In 25 years of operation, the profession's self-regulatory system never issued an adverse or qualified report on a major accounting firm. Yet board inspections have identified scores of problems in audits by firms in each of the large accounting firm networks and other firms that audit public company financial statements. […] Through rigorous and skillful inspections and enforcement, the board aims to maintain auditing as the attest function it is intended to be. Many things went wrong in the recent financial crisis, but the investing public would have been worse off without independent audit oversight. We are again at a point where new reforms are needed to strengthen investor protection. In a nutshell, the global audit firm is not too big to fail, and it is too important to leave unregulated.

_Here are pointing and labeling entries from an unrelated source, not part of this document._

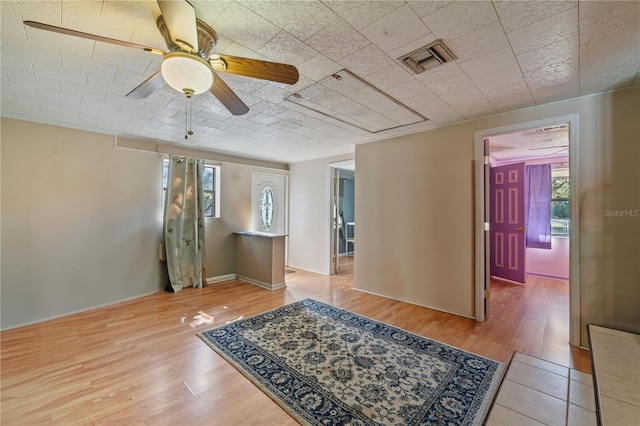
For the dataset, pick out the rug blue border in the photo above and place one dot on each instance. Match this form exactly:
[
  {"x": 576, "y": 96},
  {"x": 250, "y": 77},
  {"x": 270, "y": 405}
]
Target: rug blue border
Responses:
[{"x": 443, "y": 351}]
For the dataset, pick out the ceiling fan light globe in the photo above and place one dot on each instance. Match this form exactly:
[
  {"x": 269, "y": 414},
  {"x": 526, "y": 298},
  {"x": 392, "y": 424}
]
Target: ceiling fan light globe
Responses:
[{"x": 186, "y": 72}]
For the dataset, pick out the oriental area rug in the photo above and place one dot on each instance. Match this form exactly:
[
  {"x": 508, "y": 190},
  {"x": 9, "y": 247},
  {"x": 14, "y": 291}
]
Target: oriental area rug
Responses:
[{"x": 328, "y": 366}]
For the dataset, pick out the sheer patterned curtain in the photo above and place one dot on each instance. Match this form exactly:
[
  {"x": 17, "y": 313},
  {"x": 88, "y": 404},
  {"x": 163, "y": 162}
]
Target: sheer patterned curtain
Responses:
[
  {"x": 538, "y": 206},
  {"x": 183, "y": 223}
]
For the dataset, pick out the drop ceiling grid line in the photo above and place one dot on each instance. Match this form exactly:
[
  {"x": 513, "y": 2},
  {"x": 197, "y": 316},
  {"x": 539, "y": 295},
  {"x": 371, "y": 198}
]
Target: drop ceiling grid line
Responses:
[
  {"x": 514, "y": 55},
  {"x": 579, "y": 52},
  {"x": 366, "y": 84}
]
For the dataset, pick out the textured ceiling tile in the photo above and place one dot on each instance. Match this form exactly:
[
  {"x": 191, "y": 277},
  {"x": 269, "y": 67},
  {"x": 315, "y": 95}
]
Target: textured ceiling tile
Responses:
[
  {"x": 509, "y": 76},
  {"x": 18, "y": 63},
  {"x": 245, "y": 27},
  {"x": 511, "y": 96},
  {"x": 271, "y": 94},
  {"x": 319, "y": 67},
  {"x": 567, "y": 90},
  {"x": 410, "y": 47},
  {"x": 553, "y": 75},
  {"x": 300, "y": 18},
  {"x": 389, "y": 76},
  {"x": 210, "y": 11},
  {"x": 555, "y": 52},
  {"x": 602, "y": 33},
  {"x": 448, "y": 70},
  {"x": 268, "y": 108},
  {"x": 47, "y": 12},
  {"x": 490, "y": 63},
  {"x": 551, "y": 30},
  {"x": 514, "y": 15},
  {"x": 470, "y": 103},
  {"x": 598, "y": 76},
  {"x": 396, "y": 29},
  {"x": 408, "y": 90},
  {"x": 459, "y": 18},
  {"x": 589, "y": 9},
  {"x": 128, "y": 78},
  {"x": 87, "y": 16},
  {"x": 359, "y": 14},
  {"x": 434, "y": 108},
  {"x": 107, "y": 86},
  {"x": 367, "y": 60},
  {"x": 337, "y": 40},
  {"x": 125, "y": 58},
  {"x": 73, "y": 76},
  {"x": 11, "y": 87},
  {"x": 84, "y": 92},
  {"x": 89, "y": 67},
  {"x": 48, "y": 41},
  {"x": 286, "y": 48},
  {"x": 478, "y": 43},
  {"x": 424, "y": 8}
]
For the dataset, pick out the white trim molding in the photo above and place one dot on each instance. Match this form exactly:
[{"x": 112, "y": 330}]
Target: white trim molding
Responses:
[
  {"x": 574, "y": 249},
  {"x": 221, "y": 278}
]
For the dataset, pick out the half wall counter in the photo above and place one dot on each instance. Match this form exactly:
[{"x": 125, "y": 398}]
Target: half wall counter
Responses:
[{"x": 259, "y": 259}]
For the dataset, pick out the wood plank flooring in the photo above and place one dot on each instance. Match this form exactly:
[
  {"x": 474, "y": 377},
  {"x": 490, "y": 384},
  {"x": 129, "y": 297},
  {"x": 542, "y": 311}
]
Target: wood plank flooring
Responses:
[{"x": 140, "y": 362}]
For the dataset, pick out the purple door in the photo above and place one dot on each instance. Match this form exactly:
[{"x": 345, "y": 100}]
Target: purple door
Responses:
[{"x": 507, "y": 222}]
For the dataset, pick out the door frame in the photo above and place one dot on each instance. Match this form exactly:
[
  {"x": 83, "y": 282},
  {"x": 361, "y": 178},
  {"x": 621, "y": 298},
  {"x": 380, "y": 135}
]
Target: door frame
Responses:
[{"x": 479, "y": 216}]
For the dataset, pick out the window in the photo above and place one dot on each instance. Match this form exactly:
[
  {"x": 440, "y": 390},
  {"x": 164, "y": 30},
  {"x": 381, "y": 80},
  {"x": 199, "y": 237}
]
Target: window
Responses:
[
  {"x": 560, "y": 204},
  {"x": 210, "y": 186},
  {"x": 209, "y": 179}
]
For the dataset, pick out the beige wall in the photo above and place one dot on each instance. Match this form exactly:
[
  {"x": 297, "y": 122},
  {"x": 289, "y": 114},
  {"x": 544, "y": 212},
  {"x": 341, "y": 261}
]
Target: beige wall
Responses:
[
  {"x": 414, "y": 214},
  {"x": 415, "y": 210},
  {"x": 235, "y": 215},
  {"x": 81, "y": 219},
  {"x": 310, "y": 214}
]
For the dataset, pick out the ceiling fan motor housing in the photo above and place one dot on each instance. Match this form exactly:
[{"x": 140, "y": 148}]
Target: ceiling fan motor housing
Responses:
[{"x": 207, "y": 39}]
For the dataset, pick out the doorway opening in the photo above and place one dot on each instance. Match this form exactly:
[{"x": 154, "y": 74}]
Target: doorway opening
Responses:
[
  {"x": 509, "y": 150},
  {"x": 342, "y": 227},
  {"x": 529, "y": 193}
]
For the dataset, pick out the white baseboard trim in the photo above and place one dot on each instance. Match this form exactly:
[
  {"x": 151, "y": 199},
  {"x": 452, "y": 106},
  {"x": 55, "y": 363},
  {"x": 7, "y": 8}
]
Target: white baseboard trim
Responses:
[
  {"x": 79, "y": 311},
  {"x": 262, "y": 284},
  {"x": 221, "y": 278},
  {"x": 413, "y": 303}
]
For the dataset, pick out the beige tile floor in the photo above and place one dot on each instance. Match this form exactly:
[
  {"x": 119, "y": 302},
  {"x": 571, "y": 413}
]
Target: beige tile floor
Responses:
[
  {"x": 538, "y": 392},
  {"x": 616, "y": 358}
]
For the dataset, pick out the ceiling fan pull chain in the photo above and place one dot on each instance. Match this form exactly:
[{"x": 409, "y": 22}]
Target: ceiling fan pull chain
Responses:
[{"x": 189, "y": 132}]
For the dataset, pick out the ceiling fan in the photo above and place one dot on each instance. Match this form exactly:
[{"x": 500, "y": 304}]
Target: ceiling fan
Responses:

All the columns are worth a full read and while everyone seems to think SarbOx is pretty great, they also admit that regulation in this space has a long, long way to go. And to a large extent, I agree. SarbOx was a game-changing law. The number 404 had no identity before SarbOx (I'm not sure how far back "Not Found" goes) and it strikes fear into the hearts of young auditors everywhere. Audit partners have had countless awkward encounters with audit committee members who can barely operate a calculator, let alone understand complex financial reporting. And sure, reporting on internal controls, certification of financial statements by management, and making lying to auditors a crime were pretty good ideas. 

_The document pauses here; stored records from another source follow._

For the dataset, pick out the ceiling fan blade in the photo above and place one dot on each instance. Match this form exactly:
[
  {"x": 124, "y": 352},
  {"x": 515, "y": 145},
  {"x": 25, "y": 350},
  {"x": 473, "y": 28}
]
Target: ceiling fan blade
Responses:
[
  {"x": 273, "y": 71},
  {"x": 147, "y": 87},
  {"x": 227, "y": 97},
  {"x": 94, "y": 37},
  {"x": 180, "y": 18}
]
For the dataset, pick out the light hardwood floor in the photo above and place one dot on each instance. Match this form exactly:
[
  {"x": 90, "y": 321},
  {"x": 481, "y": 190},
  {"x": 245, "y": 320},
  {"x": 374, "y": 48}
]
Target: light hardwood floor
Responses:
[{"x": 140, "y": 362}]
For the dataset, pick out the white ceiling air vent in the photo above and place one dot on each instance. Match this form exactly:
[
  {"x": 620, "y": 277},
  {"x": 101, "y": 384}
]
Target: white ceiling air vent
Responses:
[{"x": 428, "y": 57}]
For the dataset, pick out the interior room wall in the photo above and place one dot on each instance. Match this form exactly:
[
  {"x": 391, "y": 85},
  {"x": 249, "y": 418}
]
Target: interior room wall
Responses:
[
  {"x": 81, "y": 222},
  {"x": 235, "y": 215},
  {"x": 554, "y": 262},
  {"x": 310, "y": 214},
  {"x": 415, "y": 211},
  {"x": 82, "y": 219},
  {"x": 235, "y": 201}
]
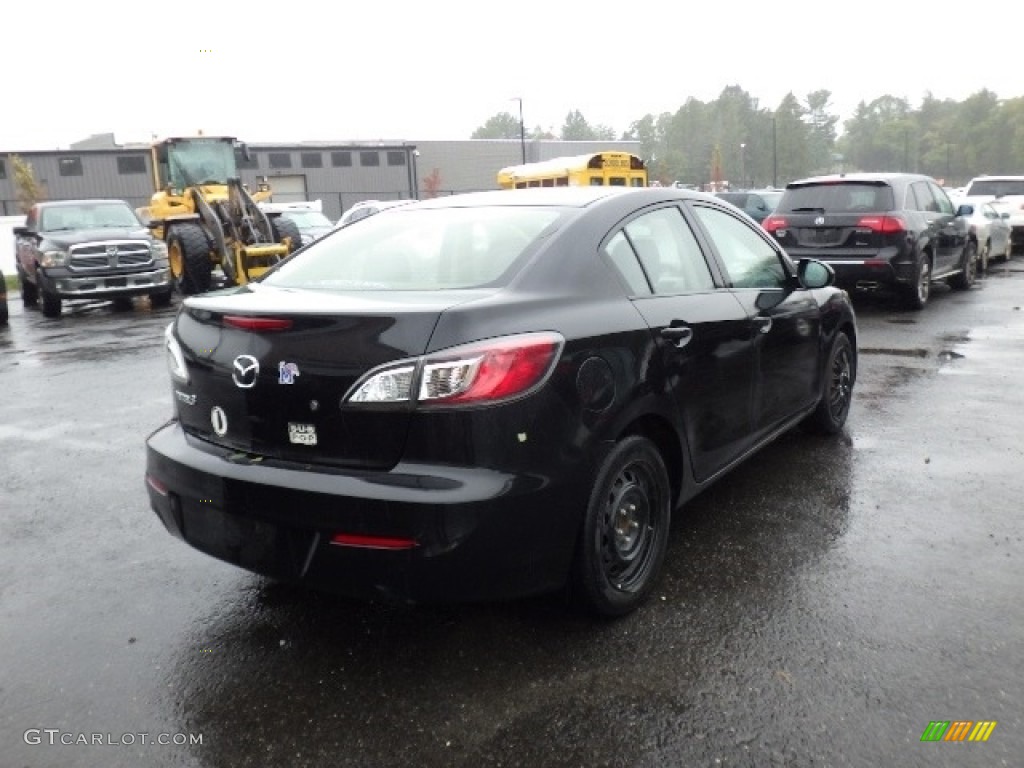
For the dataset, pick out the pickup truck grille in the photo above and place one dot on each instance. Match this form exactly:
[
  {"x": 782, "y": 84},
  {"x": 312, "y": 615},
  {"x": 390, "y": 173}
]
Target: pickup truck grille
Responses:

But people are antsy again. I mean, Lehman Brothers! Not a success. Plus, the processes in place are far too secretive and regulation behind closed doors doesn't do much to reassure the public. No one can see or hear anything until a firm gets so lazy that the PCAOB has no choice but to say, "Um, guys. We asked you nicely, but now we have to tell everyone how bad you are," then the response is, "Yeah, yeah. We know. We know. We're working on it [eye roll]," and we're all, like, "Wait, this was related to stuff from two years ago?" Even more annoying is that the identities of the companies whose audits are inspected are also kept secret (unless Jon Weil digs it up). How are the investors in those companies served when they have no idea that the audit opinion of that company isn't worth the paper it's printed on?

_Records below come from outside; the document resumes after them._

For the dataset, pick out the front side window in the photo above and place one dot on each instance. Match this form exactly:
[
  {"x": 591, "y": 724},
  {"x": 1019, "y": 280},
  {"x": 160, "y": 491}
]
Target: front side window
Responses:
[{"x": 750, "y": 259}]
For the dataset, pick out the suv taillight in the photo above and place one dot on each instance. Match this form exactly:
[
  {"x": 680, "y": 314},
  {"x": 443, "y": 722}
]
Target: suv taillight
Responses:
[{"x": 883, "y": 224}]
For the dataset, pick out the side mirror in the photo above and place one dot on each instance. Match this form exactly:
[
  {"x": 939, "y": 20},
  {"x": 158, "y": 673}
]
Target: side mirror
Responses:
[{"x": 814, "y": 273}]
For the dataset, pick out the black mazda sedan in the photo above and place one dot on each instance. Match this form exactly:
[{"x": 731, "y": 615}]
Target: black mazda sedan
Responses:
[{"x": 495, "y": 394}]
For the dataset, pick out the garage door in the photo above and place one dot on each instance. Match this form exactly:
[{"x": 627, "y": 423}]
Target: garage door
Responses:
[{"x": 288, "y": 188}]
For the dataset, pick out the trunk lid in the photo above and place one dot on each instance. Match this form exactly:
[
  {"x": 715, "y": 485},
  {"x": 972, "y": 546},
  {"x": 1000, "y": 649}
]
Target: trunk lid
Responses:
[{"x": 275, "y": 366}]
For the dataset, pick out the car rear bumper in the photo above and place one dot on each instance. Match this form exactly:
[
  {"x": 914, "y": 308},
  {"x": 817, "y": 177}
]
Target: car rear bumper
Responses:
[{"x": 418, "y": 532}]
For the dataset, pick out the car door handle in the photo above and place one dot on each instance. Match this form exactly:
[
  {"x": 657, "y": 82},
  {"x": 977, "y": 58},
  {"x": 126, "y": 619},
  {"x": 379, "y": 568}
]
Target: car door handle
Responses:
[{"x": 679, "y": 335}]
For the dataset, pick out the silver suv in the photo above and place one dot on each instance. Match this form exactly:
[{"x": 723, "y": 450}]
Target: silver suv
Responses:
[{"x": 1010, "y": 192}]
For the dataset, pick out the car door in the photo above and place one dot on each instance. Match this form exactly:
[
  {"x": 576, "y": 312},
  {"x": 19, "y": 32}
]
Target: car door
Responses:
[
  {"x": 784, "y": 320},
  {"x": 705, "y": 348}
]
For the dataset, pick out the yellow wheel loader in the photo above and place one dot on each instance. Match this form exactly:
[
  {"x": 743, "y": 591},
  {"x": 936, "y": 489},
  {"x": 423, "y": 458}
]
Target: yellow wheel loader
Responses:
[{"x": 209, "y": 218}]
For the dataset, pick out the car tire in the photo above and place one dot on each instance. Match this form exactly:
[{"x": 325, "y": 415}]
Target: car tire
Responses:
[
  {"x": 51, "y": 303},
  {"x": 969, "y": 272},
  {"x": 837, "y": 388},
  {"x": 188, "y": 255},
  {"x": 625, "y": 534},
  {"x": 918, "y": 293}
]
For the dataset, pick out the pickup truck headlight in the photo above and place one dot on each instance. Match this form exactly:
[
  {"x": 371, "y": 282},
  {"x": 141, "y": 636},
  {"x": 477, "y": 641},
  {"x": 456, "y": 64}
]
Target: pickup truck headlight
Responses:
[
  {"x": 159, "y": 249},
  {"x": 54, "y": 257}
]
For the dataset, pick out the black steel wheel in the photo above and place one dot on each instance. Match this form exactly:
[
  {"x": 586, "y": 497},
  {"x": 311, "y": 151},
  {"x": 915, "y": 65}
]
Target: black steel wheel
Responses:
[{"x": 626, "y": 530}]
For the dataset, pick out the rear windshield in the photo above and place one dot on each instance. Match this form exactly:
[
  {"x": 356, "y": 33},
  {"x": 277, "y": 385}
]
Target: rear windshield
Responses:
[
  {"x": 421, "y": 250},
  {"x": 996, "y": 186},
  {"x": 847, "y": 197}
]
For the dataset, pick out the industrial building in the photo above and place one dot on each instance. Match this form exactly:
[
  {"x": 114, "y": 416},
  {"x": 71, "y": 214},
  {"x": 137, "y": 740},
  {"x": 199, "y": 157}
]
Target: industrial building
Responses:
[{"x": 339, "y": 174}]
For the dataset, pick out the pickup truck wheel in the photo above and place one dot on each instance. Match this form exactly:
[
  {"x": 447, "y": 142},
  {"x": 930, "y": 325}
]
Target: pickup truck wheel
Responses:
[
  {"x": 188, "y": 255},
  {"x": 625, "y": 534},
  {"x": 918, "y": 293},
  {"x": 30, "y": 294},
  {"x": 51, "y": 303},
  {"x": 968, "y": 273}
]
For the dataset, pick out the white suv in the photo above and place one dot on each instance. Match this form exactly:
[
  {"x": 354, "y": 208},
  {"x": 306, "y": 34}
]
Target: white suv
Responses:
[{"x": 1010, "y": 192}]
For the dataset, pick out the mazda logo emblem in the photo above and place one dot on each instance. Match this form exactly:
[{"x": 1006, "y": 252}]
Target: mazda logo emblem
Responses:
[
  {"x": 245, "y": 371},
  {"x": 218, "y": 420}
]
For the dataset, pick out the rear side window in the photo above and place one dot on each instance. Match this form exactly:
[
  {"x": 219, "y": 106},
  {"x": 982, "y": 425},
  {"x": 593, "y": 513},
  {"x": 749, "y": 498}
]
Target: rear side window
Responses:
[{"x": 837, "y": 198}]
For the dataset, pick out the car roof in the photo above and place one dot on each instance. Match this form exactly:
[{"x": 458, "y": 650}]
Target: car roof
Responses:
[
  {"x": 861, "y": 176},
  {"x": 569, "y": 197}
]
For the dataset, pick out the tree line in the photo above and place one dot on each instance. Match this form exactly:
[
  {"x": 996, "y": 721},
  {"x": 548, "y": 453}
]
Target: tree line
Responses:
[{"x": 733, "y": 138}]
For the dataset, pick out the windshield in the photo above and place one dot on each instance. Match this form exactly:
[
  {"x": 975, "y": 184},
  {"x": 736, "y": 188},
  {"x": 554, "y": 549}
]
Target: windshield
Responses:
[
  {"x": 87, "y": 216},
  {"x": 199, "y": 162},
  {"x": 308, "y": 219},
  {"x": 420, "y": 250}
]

Enron gave us SarbOx and you should be grateful for that for all kinds of reasons I won't repeat here, but as far as the legislation is concerned, it seems to have run out of gas. Regardless of the firms' talking points, they are largely complacent and don't seem to take the regulations seriously. Sure they play ball because they have to, but the results from the PCAOB inspections indicate that they regard the rules as a nuisance; they focus on complaining about how onerous it all is and how awful their lives are rather than propose solutions, even when there are no real consequences. We need more. More. MORE! (Well, maybe the third one was a bit much.) Hell, even the guy who took the PCAOB all the way to the Supreme Court believes there needs to be more regulatory oversight of auditors. 

[Breath] So if I were to grade the legislation on a scale from 1 to 10, where 1 is "a notch below Scotts toilet paper" and 10 is "The Ten Commandments," I'd give SarbOx a 5.5. It ranks high (let's call it 8) on ideas and low (3) on execution. I'm sure there's more…room for debate so if you've got a different number in mind, put one up.